2. Mow or use trimmer to cut vinca down to ground level. Cover with clear plastic and several inches of mulch, upon which you plant anew. Yes, the idea is that you plant on top of the plastic and the vinca. This might work if you have no pre-existing plants you want to save.

Roundup is said to be ineffective on vinca because of the leaves' waxy coating. I wouldn't want to spray that much Roundup 'round here anyway, as I have toads and garter snakes. I reserve it for spot treatments of poison ivy.

So I've been digging. It's back-breaking work. The roots are very strong and hard to pull out, especially around the blueberry bushes, which are said to have shallow roots themselves. I fear I will never be rid of the vinca. Because I've had Lyme Disease three times, I'm wearing my fisherman's hip boots in there.

In the past, I'd made a mistake, when seeking to clear a large area, of deciding to try to clear/weed/hack down everything all at once and only then would I decide what to plant in its place. Well, the problem with that is that clearing a large area can take weeks, and by that time, new weeds are already taking over.

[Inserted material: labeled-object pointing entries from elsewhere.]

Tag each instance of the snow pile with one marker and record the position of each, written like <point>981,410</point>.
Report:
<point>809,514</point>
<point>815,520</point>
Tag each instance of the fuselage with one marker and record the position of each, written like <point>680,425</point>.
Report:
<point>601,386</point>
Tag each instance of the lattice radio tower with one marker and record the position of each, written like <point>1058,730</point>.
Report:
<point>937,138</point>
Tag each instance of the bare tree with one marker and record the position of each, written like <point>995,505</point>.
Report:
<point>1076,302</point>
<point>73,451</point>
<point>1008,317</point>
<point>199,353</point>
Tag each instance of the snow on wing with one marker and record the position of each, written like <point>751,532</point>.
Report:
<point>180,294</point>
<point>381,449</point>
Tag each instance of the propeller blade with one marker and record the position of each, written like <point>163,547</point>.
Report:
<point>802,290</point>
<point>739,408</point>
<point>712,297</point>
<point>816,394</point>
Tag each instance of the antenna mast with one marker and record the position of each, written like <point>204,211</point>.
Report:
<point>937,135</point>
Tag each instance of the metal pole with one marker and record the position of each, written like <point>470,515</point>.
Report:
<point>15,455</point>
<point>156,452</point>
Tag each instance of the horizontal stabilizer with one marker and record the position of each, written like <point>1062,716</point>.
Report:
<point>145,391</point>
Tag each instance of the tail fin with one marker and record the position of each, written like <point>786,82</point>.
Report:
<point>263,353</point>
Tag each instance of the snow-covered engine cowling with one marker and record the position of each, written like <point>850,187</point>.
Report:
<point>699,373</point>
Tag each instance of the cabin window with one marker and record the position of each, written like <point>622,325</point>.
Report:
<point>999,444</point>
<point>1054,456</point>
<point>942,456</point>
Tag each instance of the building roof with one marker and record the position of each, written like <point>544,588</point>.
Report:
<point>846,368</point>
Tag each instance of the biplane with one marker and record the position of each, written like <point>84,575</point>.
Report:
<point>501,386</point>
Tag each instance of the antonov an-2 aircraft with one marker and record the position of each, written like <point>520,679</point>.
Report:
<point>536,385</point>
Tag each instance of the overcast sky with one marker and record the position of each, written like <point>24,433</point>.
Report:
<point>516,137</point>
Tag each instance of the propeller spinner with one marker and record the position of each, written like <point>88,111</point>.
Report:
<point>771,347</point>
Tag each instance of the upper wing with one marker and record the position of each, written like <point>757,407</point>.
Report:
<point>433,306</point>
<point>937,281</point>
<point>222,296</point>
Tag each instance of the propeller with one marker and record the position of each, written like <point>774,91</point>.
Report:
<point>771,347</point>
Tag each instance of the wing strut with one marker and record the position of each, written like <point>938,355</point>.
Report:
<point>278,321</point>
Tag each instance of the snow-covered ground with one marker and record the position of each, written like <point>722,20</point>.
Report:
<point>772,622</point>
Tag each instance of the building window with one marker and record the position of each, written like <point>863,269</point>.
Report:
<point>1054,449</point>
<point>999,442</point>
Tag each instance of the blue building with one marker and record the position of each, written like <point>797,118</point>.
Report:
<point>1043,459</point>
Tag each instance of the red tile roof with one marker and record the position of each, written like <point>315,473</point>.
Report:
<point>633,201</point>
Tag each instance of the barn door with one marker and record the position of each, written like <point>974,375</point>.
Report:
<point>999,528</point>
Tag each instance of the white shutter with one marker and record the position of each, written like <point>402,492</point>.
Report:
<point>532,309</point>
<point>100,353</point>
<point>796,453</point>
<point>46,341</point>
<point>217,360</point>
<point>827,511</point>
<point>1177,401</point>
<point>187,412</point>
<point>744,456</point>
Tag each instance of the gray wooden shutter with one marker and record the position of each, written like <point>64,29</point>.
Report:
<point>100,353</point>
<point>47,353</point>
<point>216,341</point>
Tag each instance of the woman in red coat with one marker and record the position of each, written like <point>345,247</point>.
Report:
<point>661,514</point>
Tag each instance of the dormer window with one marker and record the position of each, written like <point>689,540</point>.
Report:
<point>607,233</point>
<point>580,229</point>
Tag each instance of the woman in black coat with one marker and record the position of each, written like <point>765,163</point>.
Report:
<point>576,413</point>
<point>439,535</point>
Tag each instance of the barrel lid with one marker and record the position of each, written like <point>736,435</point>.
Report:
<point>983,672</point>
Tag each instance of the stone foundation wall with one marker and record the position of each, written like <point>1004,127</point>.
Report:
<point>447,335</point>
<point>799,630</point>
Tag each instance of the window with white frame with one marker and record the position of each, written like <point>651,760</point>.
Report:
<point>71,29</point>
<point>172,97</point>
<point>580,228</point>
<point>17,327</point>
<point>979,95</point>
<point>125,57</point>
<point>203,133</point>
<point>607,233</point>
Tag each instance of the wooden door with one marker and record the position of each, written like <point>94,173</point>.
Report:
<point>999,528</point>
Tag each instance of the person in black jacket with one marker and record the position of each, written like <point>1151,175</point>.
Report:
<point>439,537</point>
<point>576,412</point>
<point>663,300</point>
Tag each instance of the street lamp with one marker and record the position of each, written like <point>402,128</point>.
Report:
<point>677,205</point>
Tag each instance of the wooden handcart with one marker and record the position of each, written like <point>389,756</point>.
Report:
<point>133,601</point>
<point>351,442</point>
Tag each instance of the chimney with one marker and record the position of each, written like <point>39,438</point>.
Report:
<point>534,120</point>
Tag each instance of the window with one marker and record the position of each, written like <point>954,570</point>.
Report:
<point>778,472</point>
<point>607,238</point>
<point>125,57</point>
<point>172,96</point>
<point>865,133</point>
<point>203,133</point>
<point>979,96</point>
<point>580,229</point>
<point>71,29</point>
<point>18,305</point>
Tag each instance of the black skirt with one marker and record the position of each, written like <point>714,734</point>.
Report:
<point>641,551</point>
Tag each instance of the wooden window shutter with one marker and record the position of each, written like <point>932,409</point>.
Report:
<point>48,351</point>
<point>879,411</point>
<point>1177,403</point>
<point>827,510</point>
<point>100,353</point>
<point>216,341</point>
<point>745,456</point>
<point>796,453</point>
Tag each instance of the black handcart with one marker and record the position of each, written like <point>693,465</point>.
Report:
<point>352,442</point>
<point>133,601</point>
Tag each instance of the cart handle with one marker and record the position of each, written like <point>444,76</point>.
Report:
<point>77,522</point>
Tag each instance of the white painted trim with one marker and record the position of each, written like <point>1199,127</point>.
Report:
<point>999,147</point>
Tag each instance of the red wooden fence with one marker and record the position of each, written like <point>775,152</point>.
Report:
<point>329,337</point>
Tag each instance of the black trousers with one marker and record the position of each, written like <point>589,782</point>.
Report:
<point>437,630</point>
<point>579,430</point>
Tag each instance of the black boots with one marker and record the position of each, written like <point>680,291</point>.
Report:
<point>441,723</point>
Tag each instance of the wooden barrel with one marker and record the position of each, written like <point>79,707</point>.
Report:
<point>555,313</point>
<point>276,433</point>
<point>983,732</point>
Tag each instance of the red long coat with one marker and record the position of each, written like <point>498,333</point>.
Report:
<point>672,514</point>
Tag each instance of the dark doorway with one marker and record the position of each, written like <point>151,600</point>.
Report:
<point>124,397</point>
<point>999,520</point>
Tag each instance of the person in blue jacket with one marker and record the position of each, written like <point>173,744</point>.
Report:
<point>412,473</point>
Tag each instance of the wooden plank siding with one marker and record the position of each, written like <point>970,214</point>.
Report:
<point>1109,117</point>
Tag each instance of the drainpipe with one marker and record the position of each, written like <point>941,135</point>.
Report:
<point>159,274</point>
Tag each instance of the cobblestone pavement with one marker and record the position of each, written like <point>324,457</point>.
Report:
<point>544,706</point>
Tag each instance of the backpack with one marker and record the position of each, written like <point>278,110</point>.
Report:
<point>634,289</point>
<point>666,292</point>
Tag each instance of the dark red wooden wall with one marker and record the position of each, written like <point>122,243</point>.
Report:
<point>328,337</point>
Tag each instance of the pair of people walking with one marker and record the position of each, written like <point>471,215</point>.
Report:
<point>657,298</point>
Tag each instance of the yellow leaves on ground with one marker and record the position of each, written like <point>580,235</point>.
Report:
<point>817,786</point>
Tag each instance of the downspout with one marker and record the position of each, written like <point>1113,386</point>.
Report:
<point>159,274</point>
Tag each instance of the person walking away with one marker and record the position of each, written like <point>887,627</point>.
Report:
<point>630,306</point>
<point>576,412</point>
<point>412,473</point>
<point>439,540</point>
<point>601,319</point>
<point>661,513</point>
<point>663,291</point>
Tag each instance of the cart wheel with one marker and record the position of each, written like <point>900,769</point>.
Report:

So I decided to consolidate my gains with the vinca patch and, rightly or wrongly, wound up transplanting a half dozen coral bells and an astilbe in the roughly 5-foot-square plot I'd cleared. I then cut a large piece of plastic, cut holes for the plants I'd just planted and plan to get a pile of free mulch from the landfill today to apply over the plastic.

I suspect this won't be fool-proof as the vinca can come up through the openings I've made for the new plants. But what's the alternative? Look at ugly sheets of plastic all summer?

Suggestions welcome!

I would like to get this fenced garden under control. Actually, my overriding goal would be to make it as low-maintenance as possible. Each summer I'm so busy with other chores, my vegetable garden and other perennial beds, this area just gets ignored.

It's a large rectangular area close to the house on the north side; probably 12 x 25 feet long. It's surrounded by invasives right now: a huge sea of pachysandra on the one side with the vinca having spread to almost half of it and the oats on the other side making inroads.

I want to keep the 4 or 5 blueberry bushes. I have already started chopping down the three dwarf cherry trees I had in there. They grew easily but then came under attack from some disease that caused the ends of branches to dry up. I researched it at the time and know it needed spraying, but my reluctance to use toxic sprays was greater than my desire to eat cherries, so I never sprayed.

I also have some sort of willow shrub in there and because part of it is shady, I have some nice shade-loving perennials including hosta, Jacob's ladder, astilbe and bleeding heart. There's also a lot of spiderwort (invasive in its own right, I find) and who knows what else.